O terceiro núcleo é o do crime, onde Christian Malheiros (indicado a um prêmio Independent Spirit por “Socrates”) dá vida a Nando. “Apesar de ser em São Paulo, não é a história da instituição [criminosa]. É a história da pessoa, e do caminho que ela escolheu”, diz Kondzilla. Responsável e extremamente estrategista, o personagem vive sem a chance de erro, e o custo pode ser sua vida ou liberdade.

Na série, Nando é amigo do MC Doni, o que joga luz sobre a relação entre funk e crime organizado, até hoje explorada pela polícia. Enquanto “Sintonia” é lançada, o DJ Rennan da Penha —responsável pelo nacionalmente conhecido Baile da Gaiola, no Rio de Janeiroestá preso desde abril.

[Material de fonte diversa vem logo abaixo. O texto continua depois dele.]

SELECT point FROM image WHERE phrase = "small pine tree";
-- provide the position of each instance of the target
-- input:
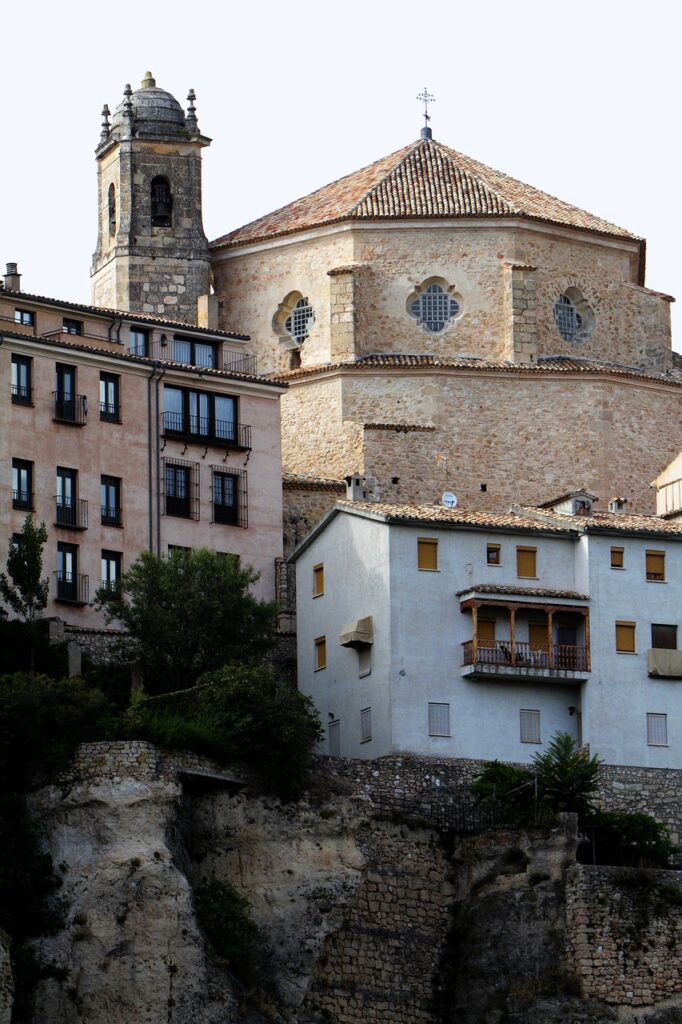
(23, 589)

Segundo Kondzilla, ele é um “alvo do Estado”. “Alguém ali precisava cumprir uma tarefa, não teve coragem de prender quem precisava. O Rennan estava mais exposto”, comenta.

Mesmo com cenas mais tensas e momentos dramáticos, “Sintonia” tem o teor pop que é característica comum nas produções recentes da Netflix. A nova série, contudo, parece mais adequada para exportação do que “Coisa Mais Linda”, equivalente da  plataforma de streaming sobre o universo da bossa nova. “Sintonia” retrata um estilo de vida urbano, em alta ao redor do mundo, seja com o rap americano ou o reggaeton colombiano.

Há também um frescor na abordagem da favela. “Não é sobre alguém [de fora] que conhece alguém na favela. Periferia sempre foi abordada dessa maneira. Agora, não. Essa é uma série sobre a periferia”, diz Johnny Araújo.